One snowy night Arthur Leander, a famous actor, has a heart attack onstage during a production of King Lear. Jeevan Chaudhary, a paparazzo-turned-EMT, is in the audience and leaps to his aid. A child actress named Kirsten Raymonde watches in horror as Jeevan performs CPR, pumping Arthur’s chest as the curtain drops, but Arthur is dead. That same night, as Jeevan walks home from the theater, a terrible flu begins to spread. Hospitals are flooded and Jeevan and his brother barricade themselves inside an apartment, watching out the window as cars clog the highways, gunshots ring out, and life disintegrates around them.
Fifteen years later, Kirsten is an actress with the Traveling Symphony. Together, this small troupe moves between the settlements of an altered world, performing Shakespeare and music for scattered communities of survivors. Written on their caravan, and tattooed on Kirsten’s arm is a line from Star Trek: “Because survival is insufficient.” But when they arrive in St. Deborah by the Water, they encounter a violent prophet who digs graves for anyone who dares to leave.
Spanning decades, moving back and forth in time, and vividly depicting life before and after the pandemic, this suspenseful, elegiac novel is rife with beauty. As Arthur falls in and out of love, as Jeevan watches the newscasters say their final good-byes, and as Kirsten finds herself caught in the crosshairs of the prophet, we see the strange twists of fate that connect them all. A novel of art, memory, and ambition, Station Eleven tells a story about the relationships that sustain us, the ephemeral nature of fame, and the beauty of the world as we know it.
Station Eleven is one of those books that I feel is sort of a buzz-y kind of book, and for some reason, it was a book that I didn’t pick up until recently. I am not completely sure how I feel about it, though.
I thought the non-linear timeline was really interesting, especially since we see Jeevan, Kirsten, Clark, Miranda and Arthur throughout the book. We’d get one person for a while, and then we’d get someone else for a while, and it’s the death of Arthur and the impact he had on people against the backdrop of a flu pandemic that results in a lot of death. Which is an interesting idea, but I am definitely not enchanted with it the way other people are.

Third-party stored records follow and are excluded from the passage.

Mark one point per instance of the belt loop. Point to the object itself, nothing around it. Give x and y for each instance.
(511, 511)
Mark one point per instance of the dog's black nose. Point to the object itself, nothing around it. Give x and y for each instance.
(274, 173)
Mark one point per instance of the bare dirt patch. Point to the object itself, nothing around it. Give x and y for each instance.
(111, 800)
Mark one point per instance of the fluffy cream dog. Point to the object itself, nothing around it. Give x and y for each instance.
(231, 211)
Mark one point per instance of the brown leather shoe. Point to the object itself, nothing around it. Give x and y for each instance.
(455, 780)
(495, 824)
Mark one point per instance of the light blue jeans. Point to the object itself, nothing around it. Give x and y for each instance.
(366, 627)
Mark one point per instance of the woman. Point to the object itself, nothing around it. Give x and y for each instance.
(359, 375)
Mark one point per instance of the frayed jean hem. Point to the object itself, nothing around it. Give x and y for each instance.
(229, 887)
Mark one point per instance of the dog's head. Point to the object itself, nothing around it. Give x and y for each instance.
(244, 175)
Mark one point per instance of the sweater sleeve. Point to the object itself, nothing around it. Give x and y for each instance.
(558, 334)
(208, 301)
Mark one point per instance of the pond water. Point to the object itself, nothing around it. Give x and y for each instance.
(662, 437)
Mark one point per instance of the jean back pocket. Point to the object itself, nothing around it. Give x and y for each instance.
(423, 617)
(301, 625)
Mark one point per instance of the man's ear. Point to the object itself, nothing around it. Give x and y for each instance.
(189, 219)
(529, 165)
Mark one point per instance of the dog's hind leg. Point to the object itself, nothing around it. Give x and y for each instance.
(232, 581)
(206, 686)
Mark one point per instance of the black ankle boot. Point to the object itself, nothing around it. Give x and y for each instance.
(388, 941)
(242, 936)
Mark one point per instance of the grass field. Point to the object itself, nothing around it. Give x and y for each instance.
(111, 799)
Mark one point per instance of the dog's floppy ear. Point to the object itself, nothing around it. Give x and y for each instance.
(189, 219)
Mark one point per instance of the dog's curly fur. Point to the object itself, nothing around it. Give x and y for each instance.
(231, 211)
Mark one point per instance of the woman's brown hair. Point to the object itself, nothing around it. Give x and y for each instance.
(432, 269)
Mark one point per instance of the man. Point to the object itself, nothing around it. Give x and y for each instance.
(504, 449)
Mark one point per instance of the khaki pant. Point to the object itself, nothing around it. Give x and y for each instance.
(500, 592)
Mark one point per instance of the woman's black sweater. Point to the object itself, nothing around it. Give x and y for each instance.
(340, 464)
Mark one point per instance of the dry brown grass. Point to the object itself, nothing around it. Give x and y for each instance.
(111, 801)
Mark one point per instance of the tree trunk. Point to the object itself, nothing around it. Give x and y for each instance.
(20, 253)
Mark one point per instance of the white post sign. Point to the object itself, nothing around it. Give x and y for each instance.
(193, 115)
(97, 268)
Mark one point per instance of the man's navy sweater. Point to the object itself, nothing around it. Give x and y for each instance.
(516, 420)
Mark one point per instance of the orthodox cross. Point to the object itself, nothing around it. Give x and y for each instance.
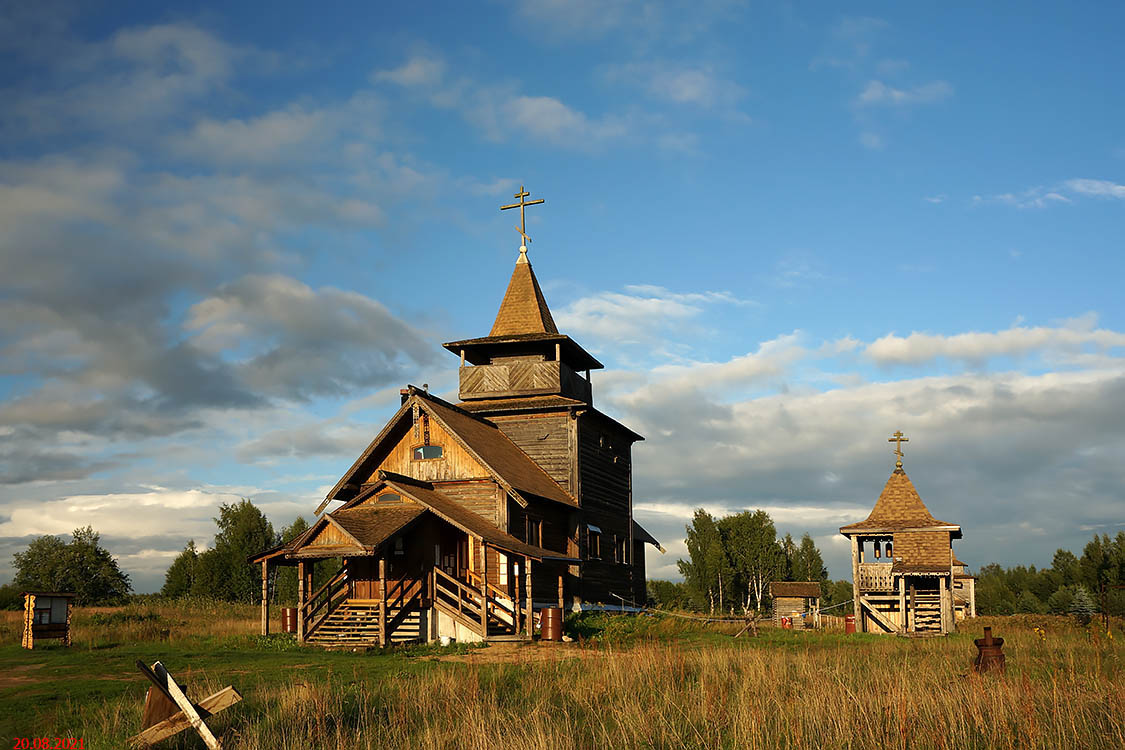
(523, 227)
(898, 440)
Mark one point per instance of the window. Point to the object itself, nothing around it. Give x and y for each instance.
(426, 452)
(534, 532)
(593, 542)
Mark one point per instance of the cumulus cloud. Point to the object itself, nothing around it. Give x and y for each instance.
(980, 346)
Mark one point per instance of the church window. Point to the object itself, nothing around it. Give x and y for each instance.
(426, 452)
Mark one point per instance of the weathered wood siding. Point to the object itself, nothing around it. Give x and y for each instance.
(480, 496)
(543, 437)
(455, 462)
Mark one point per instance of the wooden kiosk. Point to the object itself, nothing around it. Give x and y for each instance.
(46, 614)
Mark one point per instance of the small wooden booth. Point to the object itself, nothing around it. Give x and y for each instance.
(46, 614)
(798, 599)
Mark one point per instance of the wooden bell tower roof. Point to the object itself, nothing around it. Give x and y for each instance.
(524, 308)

I listened to the audio book, and while it worked fine for an audio book, there was something about it (that FOR ME), didn’t quite translate to audio. Kirsten Potter was fine as a narrator- I couldn’t figure out why she sounded so familiar…until I realized that she narrated If I Stay by Gayle Forman. I liked her narration for that book, and I wish some of the emotion in her narration for that book were in her narration for this book.
I also spent some wondering what happened to certain characters, particularly Jeevan, who we saw at the beginning, and didn’t see for quite some time.
Everything is very much connected, and I am somewhat amazed at how connected so many of the characters were. But I was kind of expecting something more interesting. I was interested enough to keep listening to the end, and I’m a little intrigued by the idea that art and culture is important in the worst of times, but for some reason, it felt a little overwhelming at times. And I was surprised she didn’t draw more connections to Shakespeare. Unless it was there and I missed it, because I remember nothing from the little Shakespeare I did read in high school.
And I did find myself, particularly with the last couple of discs, wondering how she was going to tie everything up. It was an okay ending, and I liked that there was a little bit of hope that the world was starting to re-build. But…I don’t know. Something about the ending was also a little too unresolved for my liking, and I’m usually okay with unresolved endings.
I would like to see a Station Eleven comic book/graphic novel, though. I want this to be a thing, because that is something I’d want to read.
2 stars. I get why people like it, and there were things I liked about it, but I felt a little too disconnected from the book.